L’ange noir de Stéphanie Janicot
Qui a orchestré la mort de Lucie Fersen, le soir de Noël, ange de la musique contemporaine, génie précoce, Mozart de son temps, qui a joué de toutes les musiques, écrit, en secret, pour les uns et les autres, donnant des concerts avec succès dans le monde entier, polyglotte, assassinée en direct – mais c’est son décès n’est pas encore certain – en pleine représentation parisienne de sa Symphonie de l’Apocalypse, au moment de la percussion des cymbales? Nous suivons d’abord le tueur hitchcockien qui s’échappe vite, puis l’enquête qui va en apprendre beaucoup sur cet ange de la musique à l’existence douloureuse, marquée par la mort de sa mère dans un accident où elle faillit elle-même perdre la vie, la présence de son père qui la coupe du monde, de cet ange démoniaque qui aime vite et mal les uns et les autres, éprouve tant de difficultés à vivre en société, devient une star de rock (sous le nom de Lucifer), après s’être montrée, tôt experte en violoncelle, revient à la musique classique dans le Fersen Orchestra paternel, devenu le sien, manipulant à son tour ses proches.

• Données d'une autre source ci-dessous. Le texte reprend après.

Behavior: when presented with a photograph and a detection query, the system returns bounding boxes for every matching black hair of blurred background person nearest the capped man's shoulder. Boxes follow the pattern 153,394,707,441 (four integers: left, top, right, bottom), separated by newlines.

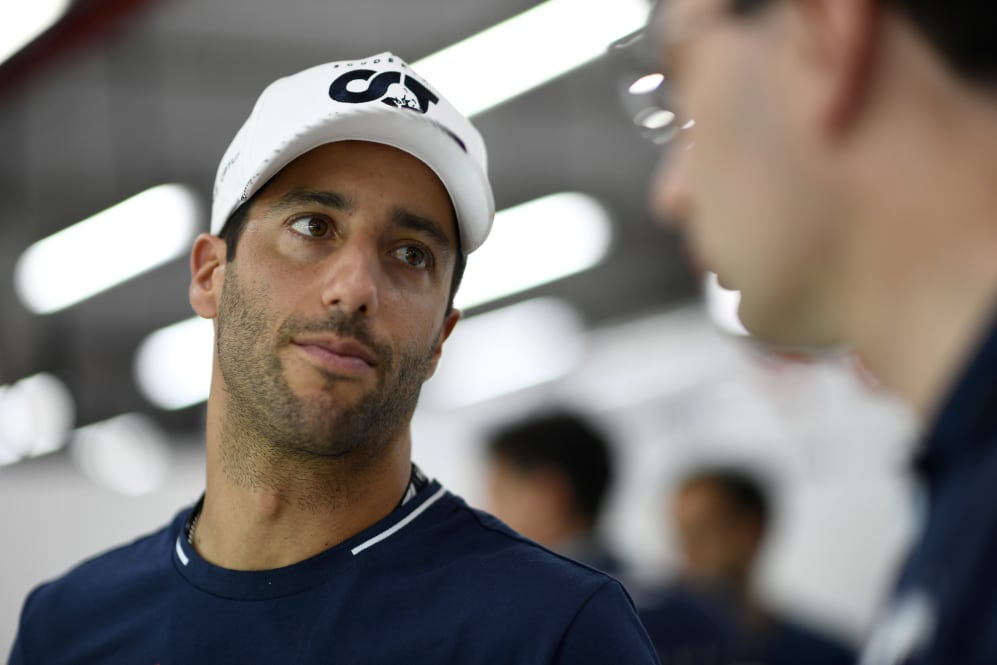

488,410,613,523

L’enquête, qui constitue le gros du livre, est menée tambour battant par Sybille, jeune journaliste dans un hebdomadaire, dévolue aux faits divers de banlieue, que son responsable Culture a mené là par les hasards des vacances de la rédaction, et qui retrouve ainsi Anouk son amie/amour de jeunesse, désormais commissaire de police, plus Benjamin, leur ex amant/ami. Si Lucie Fersen meurt à 36 ans – un an de plus que Mozart -, tous les trois n’ont pas 30 ans et saisiront sans doute mieux que les autres le personnage angélique/maléfique devenu peu à peu le but de leur quête.
Ce qui démarre comme un thriller à la Klotz (« Darakan, « Killer Kid », « Yaroslav ») devient vite un roman psychologique. On comprend que de Lucie à ses divers compagnons de travail, d’amour, de famille, de vie et ses enquêtes, d’invisibles liens vont se tisser pour aboutir à la vérité. Une certaine vérité. Stéphanie Janicot (les Matriochkas, Soledad, la Mémoire du Monde), sait tirer de jolis accents de tous ses personnages, tissant habilement les liens d’un polar musical, social, psychologique d’une grand habileté. C’est écrit net, vif, efficace, sans fioriture. Comme le meurtre en direct et en concert de la géniale Lucie Fersen. Une réussite romanesque.
Fallen Angel de Stéphanie Janicot (Albin Michel, 20 €, 277 pages).